It turns out that money can buy you happiness – as long as you live in an OECD country.
I came across a great project: the “World Happiness Reportt” which is a survey of the state of global happiness. The project ranks 156 countries by a Happiness Indicator. The Happiness Indicator is based on the Gallup World Poll which surveys a representative proportion of the population in most countries to produce results across six factors (levels of GDP, life expectancy, generosity, social support, freedom and corruption). These six factors are combined into an overall Happiness Index.
Before you criticise the approach, the authors freely admit that the measures are not entirely independent nor is the causal link always straightforward. For example wealthier people live longer – not because of the intrinsic health benefits of rolling in cash but because high per capita GDP often occurs in countries that also have good public health systems. Hence high levels of GDP, long life expectancy and low levels of corruption are not independent measures. Despite the limitations, it is a neat way to combine a whole lot of messy inter-related factors to give a global snapshot and country by country comparison.
The Happiness Index ranges from 2.9-7.7 (an average country has a Happiness Index of around 5 (Figure 1)). The top 20 (Figure 2) and bottom 20 (Figure 3) pretty much reflect what you might expect from the nightly news.
Figure 1: Distribution of Happiness Scores
Figure 2: Happiest 20 Countries (2015 Happiness Indicator)
Figure 3: Unhappiest 20 Countries (2015 Happiness Indicator)
Money cannot buy you happiness – or can it?
Money can’t buy happiness, but neither can poverty. – Leo Rosten
Figure 4: Happiness Index as a function of GDP per capita (USD). The slope of the line indicates – more wealth = more happiness. It seems money can buy happiness after all.
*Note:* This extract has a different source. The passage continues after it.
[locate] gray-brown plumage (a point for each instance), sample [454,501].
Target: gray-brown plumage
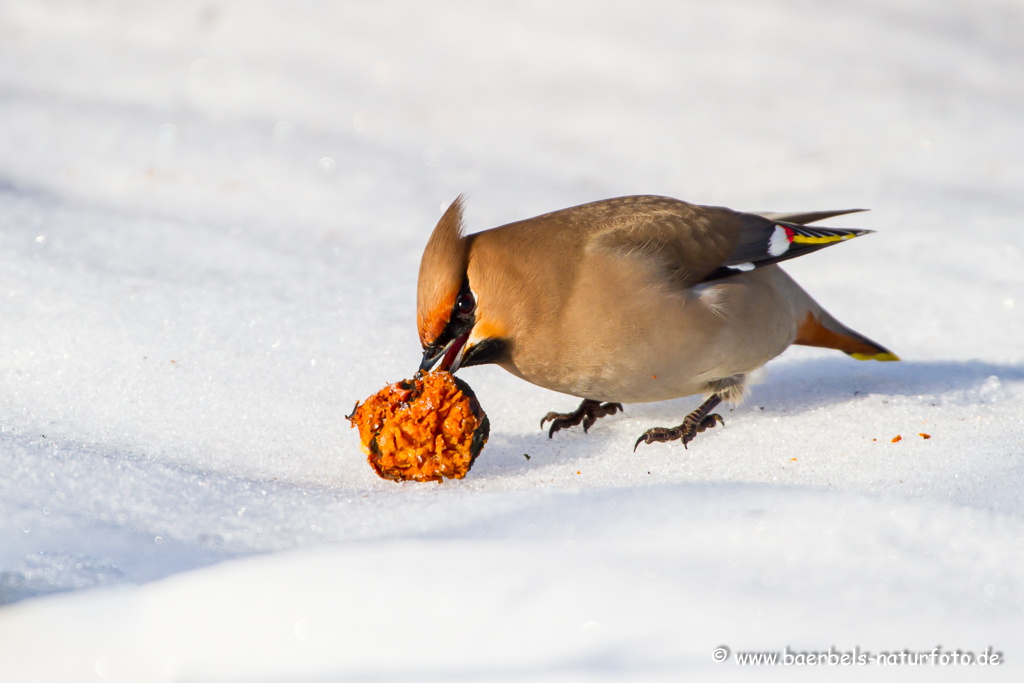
[627,300]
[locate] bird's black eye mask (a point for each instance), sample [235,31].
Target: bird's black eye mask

A criticism of Figure 4 is that representing wealth in the same currency everywhere (USD) doesn’t take account of the different buying power of a dollar in different economies (i.e. you can buy more happiness for one USD in Chile than Sweden). The way to deal with this is “Purchasing Power Parity”. We use the GDP per capita based on purchasing power parity by the world bank and include all countries from the happiness index study (Figure 5). This brings Chile back into the fold (Luxembourg still stands out on the right), but the general trend still applies – money does buy you happiness.
Figure 5: Happiness Index based on GDP taking into account Purchasing Power Parity
What about the rest of the world? The OECD is 34 wealthy countries, surely they do not have a monopoly on happiness. We can add the other countries for which there is a Happiness Index (Figure 6). We see a lot more on the low end of the economic scale. The general trend still applies, but there is a broader spread with several relatively low income countries having high Happiness Index scores. So perhaps this more income = more happiness relationship is simply a western phenomenon.
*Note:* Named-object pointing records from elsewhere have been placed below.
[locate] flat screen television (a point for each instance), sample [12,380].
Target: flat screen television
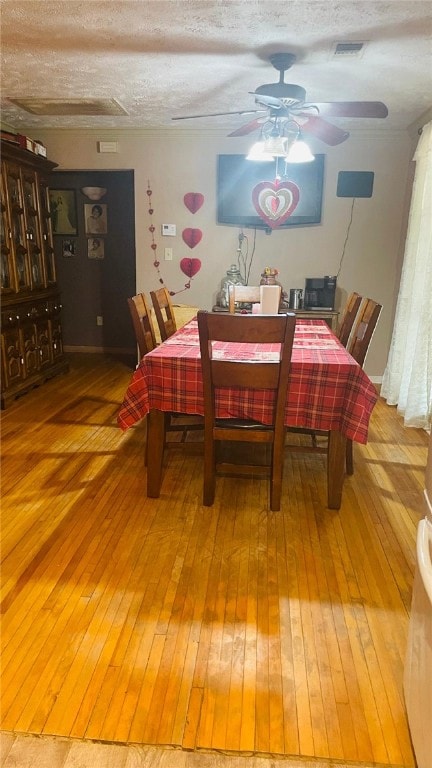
[236,178]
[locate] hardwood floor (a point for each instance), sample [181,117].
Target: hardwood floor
[231,628]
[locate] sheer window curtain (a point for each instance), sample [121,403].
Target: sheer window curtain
[407,380]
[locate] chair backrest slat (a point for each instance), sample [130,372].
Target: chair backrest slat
[347,321]
[143,326]
[164,312]
[365,325]
[245,329]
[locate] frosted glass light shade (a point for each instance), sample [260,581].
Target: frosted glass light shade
[299,152]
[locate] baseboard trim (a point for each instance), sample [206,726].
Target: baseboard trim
[99,350]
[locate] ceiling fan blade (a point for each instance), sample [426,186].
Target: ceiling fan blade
[350,108]
[326,132]
[244,130]
[268,101]
[220,114]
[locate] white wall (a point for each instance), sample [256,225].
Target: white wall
[179,161]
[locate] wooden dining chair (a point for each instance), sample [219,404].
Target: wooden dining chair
[358,346]
[247,294]
[142,323]
[178,423]
[164,312]
[232,373]
[348,317]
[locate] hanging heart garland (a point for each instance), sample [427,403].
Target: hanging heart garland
[193,201]
[153,246]
[275,201]
[190,267]
[191,236]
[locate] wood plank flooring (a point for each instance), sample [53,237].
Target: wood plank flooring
[227,629]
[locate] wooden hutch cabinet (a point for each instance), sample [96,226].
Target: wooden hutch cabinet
[31,337]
Figure 6: Happiness Index including non-OECD countries
Can you tax your way to happiness?
That man is richest whose pleasures are cheapest. – Henry David Thoreau
The Nordic countries have relatively high levels of taxation as shown in an earlier post, and they use this tax base to create great social security and education systems. So maybe we can create happier nations through increased taxation. Alas – Figure 7 shows no correlation between taxation (data:OECD) and the Happiness Index. Despite the political rhetoric, being taxed doesn’t make you happier.
Figure 7: Tax (as percent of GDP) isn’t correlated with the Happiness Index.